Estrangeiro: Ora, como chamaríamos
aquele que peca contra a arte política? Não o qualificaríamos de odioso, mau e
injusto?
Esse
diálogo refletiu uma explosão coletiva de consciência, como as que seguem as
rupturas com o conhecimento acumulado, a ponto de refletir precisamente a nova
posição social assumida pelo médico, capaz de poder interferir politicamente
para modificar o conjunto social.
A medicina
passou a ser associada à justiça, estando os seus agentes num estrato diferenciado
da sociedade, em consequência do conhecimento que eles acumulam e, por essa
razão, autorizados a influenciar as pessoas na direção de uma vida melhor. Ao
contrário, se o médico não utilizasse a sua capacidade de persuasão, de acordo
com os preceitos aceitos pela sociedade grega, estaria incorrendo em falsidade
ideológica, capaz de prejudicar outros homens.
O papel do político assumido pelo médico na polis grega, a partir dessa consciência
crítica da necessidade de modificar a realidade foi percebida e ampliada ao
longo dos séculos.
Essa
premência de ampliar o espaço social dos agentes da saúde foi deslocada pela
nova organização social imposta pela urbanização dos hábitos sociais, quando a
maior aglomeração de pessoas passou a exigir outras medidas para superar as
novas dificuldades que foram aparecendo, a linguagem um papel extraordinário
como fator de convencimento.
O conflito entre médicos e filósofos, ocorrido
naquela época, também foi percebido por Platão.
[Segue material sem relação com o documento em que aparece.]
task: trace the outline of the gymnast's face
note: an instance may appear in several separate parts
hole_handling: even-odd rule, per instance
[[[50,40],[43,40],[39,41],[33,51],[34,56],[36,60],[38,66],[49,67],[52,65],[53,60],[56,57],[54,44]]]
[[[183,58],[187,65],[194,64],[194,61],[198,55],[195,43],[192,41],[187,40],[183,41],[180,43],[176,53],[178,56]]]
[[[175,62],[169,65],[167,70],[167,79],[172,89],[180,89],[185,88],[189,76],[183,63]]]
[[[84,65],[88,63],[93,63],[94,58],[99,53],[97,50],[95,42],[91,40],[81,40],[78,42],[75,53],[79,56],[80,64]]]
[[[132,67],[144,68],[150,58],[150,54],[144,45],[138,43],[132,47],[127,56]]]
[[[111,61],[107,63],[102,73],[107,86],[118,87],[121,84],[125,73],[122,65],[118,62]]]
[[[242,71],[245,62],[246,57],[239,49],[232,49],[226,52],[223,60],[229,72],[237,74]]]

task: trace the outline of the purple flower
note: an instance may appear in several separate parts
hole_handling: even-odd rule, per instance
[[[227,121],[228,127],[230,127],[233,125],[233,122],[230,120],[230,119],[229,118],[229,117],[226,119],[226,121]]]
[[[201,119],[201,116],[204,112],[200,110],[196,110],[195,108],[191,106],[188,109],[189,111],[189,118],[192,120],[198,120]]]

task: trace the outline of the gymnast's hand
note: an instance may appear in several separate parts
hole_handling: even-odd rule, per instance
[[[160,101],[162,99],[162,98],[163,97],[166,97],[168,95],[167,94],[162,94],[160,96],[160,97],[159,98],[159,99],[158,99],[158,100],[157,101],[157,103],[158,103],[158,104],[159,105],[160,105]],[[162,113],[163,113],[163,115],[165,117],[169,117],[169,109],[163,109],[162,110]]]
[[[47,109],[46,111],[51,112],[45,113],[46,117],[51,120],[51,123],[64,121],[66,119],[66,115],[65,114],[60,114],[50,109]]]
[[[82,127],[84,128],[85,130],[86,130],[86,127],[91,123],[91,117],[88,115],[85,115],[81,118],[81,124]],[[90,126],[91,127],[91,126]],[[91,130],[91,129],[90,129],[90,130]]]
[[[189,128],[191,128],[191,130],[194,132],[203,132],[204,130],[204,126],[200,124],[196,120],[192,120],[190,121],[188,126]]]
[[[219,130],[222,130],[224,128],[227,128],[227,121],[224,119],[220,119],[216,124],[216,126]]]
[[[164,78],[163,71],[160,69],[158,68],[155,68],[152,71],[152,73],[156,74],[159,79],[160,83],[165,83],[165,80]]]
O grande filósofo adotou o
modelo médico dos tempos homéricos e considerou o deus Asclépio o verdadeiro
político da saúde, porque teria sido ele o inventor da Medicina. Desse modo,
recolocou o conflito da Medicina com a religião em evidência, ao mesmo tempo em
que retirava a filosofia da área de atrito.
A interpretação é absolutamente coerente com
a compreensão social platônica, ao dividir a sociedade em dominadores e
dominados, senhores e escravos, tudo pela vontade dos deuses. Se a sociedade
era estratificada, obrigatoriamente as especialidades sociais que a serviam
teriam que ser do mesmo modo. Assim, ele incorporou na própria filosofia as
práticas médicas diferenciadas entre os senhores e escravos, ricos que podem
ficar doentes e pobres que não têm tempo para adoecer.